Le prix littéraire mamounia : bof…..enfin….bref….

Par Citoyenhmida

L’édition 2015 du Prix Littéraire de la Mamounia vient de récompenser, pour la première fois une femme, en l’occurrence Leïla Slimani pour son livre “Le Jardin de l’Ogre” paru aux éditions Gallimard.

Je n’ai pas lu le livre, je n’en sais rien de plus que ce que la presse a rapporté, à savoir un roman assez osé quant au sujet mais bien écrit, un sujet “gonflé” selon le terme utilisé par Christine Orban, présidente du jury.
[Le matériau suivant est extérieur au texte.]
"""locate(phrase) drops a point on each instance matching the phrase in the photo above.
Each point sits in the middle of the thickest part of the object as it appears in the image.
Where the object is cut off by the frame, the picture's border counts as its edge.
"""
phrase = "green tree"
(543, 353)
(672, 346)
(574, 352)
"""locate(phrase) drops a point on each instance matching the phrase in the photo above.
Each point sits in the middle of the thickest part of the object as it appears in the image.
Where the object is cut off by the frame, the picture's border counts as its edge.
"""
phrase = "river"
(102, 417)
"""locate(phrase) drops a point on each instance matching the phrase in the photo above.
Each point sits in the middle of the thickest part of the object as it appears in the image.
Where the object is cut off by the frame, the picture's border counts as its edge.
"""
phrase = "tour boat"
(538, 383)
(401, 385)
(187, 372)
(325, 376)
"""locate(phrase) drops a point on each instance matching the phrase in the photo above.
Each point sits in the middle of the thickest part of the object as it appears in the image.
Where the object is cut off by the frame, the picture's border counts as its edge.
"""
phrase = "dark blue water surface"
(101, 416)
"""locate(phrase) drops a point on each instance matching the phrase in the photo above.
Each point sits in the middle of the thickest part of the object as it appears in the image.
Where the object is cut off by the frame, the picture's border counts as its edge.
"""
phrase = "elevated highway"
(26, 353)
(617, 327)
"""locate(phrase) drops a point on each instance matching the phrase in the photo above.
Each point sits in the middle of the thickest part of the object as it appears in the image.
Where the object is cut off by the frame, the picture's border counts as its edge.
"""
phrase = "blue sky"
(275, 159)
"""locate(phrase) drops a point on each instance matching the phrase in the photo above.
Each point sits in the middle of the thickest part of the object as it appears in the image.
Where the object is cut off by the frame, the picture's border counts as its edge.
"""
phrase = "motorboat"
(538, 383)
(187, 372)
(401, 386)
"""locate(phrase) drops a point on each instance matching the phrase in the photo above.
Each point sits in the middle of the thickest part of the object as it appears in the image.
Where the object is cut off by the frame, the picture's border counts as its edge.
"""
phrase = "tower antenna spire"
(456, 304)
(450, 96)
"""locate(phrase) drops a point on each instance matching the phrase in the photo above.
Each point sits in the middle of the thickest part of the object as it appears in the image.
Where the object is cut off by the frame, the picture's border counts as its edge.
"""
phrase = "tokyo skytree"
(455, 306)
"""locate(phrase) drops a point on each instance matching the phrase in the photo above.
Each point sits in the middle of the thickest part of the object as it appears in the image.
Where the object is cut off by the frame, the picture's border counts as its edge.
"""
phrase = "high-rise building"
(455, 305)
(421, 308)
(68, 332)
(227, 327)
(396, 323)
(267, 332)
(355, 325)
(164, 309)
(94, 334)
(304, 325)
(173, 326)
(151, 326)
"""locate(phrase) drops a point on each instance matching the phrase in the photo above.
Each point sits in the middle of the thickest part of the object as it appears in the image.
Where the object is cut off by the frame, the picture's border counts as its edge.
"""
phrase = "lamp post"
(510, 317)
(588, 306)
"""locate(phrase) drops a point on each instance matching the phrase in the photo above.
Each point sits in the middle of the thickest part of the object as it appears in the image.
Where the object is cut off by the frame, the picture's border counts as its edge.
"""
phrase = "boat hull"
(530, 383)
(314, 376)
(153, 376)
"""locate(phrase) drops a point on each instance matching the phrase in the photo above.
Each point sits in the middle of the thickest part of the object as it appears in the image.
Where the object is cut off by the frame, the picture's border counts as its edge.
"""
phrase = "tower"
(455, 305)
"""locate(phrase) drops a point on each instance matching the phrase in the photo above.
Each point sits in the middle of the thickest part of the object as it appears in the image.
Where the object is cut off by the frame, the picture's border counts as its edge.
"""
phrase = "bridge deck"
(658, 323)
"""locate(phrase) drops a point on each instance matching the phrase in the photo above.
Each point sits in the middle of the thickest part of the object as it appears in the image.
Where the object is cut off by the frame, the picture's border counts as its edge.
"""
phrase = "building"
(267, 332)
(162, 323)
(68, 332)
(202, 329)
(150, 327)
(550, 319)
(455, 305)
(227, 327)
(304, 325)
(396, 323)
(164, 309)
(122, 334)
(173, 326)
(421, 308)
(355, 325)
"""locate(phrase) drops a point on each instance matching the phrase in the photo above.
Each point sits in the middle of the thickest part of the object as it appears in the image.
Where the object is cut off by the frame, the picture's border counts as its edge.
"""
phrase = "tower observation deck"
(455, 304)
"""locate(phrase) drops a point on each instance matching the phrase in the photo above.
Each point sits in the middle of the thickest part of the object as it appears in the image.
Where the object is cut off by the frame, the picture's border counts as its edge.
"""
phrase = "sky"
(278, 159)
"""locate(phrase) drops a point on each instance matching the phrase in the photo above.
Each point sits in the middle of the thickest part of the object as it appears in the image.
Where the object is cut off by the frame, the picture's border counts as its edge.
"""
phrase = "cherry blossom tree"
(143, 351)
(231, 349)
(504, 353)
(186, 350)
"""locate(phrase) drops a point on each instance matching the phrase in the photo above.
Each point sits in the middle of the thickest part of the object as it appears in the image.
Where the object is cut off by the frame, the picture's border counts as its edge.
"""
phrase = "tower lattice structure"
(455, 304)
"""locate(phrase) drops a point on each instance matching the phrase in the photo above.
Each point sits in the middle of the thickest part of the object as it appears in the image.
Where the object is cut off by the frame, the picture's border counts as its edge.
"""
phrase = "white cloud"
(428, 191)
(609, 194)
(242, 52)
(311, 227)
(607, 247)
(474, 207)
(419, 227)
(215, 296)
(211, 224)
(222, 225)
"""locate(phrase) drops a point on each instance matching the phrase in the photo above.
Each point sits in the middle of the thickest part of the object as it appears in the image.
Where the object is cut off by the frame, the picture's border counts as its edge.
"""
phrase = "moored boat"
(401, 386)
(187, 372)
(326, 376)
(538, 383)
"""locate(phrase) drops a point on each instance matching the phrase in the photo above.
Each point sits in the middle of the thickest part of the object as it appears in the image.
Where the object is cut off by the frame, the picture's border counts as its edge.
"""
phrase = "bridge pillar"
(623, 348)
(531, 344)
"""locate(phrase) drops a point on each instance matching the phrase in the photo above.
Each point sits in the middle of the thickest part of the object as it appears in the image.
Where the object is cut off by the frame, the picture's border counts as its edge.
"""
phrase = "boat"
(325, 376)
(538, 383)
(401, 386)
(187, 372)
Il s’agirait de l’histoire ” d’une femme qui perd le contrôle, de son corps, de son existence, un livre sur la dépossession de soi, sur le vertige mais aussi l’ivresse que peut procurer l’avilissement ” explique Leïla Slimani dans une récente interview accordée à Tel Quel.

Quand je lirais le roman, je me ferais un plaisir de vous en rendre compte avec objectivité et sincérité!

Aujourd’hui, c’est du prix de la Mamounia , c’est de cette institution littéraire qui commence à avoir sa place dans le paysage intellectuel national que j’ai envie de vous parler.

Comme tout prix littéraire, cette récompense n’est pas exempte de subjectivité, de sous-entendus et aussi de non-dits qui tissent le charme de ce genre de compétition mais qui lui enlèvent aussi sa part de vérité, de spontanéité et de sincérité!

Réservé aux auteurs marocains de langue française, ce prix limite par ce choix même le champ des possibles : nous savons tous que la production littéraire marocaine francophone connait une crise profonde et que par conséquent, ce sera plus le sujet que la qualité du livre qui retiendra l’attention du jury éclectique de ce prix !

Le sujet plus que l’écriture, le style, la construction, les personnages, leur psychologie!

Et je note – mais je peux me tromper – que depuis sa création en 2010, les romans lauréats du prix de la Mamounia s’incrivent bien dans cette optique.

Quelques-uns ont certes une qualité littéraire indéniable : j’en ai témoigné, à mon humble niveau, ici même : comme LES ETOILES DE SIDI MOUMEN de Mahi Binebine

Ce prix m’a permis de découvrir un auteur marocain dont je n’avais jamais entendu parler auparavant: feu Mohamed LAFTAH et je ne regrette pas cette découverte.

Parfois, le choix du lauréat était plus problématique, comme en 2012 avec TRISTE JEUNESSE de Mohamed Nidali., longue rédaction poussive sans intérêt.

Pour l’édition 2014, LE JOB, roman de Réda DALIL, a trouvé auprès des lecteurs un écho très favorable avant même d’être “mamounisé”.

Je ne dirais rien de ANALPHABETES de Rachid O. – primé en 2013 – ni du roman retenu par le jury cette année : je ne l’ai pas lus!

Mais je note qu’il existe un lien, peut-être ténu mais réel et constant, entre les six titres labélisés “Prix MAMOUNIA”!

La misère, l’homosexualité, les problèmes sociaux, le chômage des cadres, la nymphomanie, bref beaucoup de sujets sensibles, comme un fil rouge qui guiderait les jurés très confortablement installés dans les salons de la MAMOUNIA et qui se sentiraient obligés de se souvenir qu’il y a un autre Maroc que celui qu’on leur présente.

Je ne mets pas en doute l’intégrité des jurés, ni leur compétence, ni leur gout : mais un prix reste un choix et un choix chez des personnes sensées est nest jamais fortuit.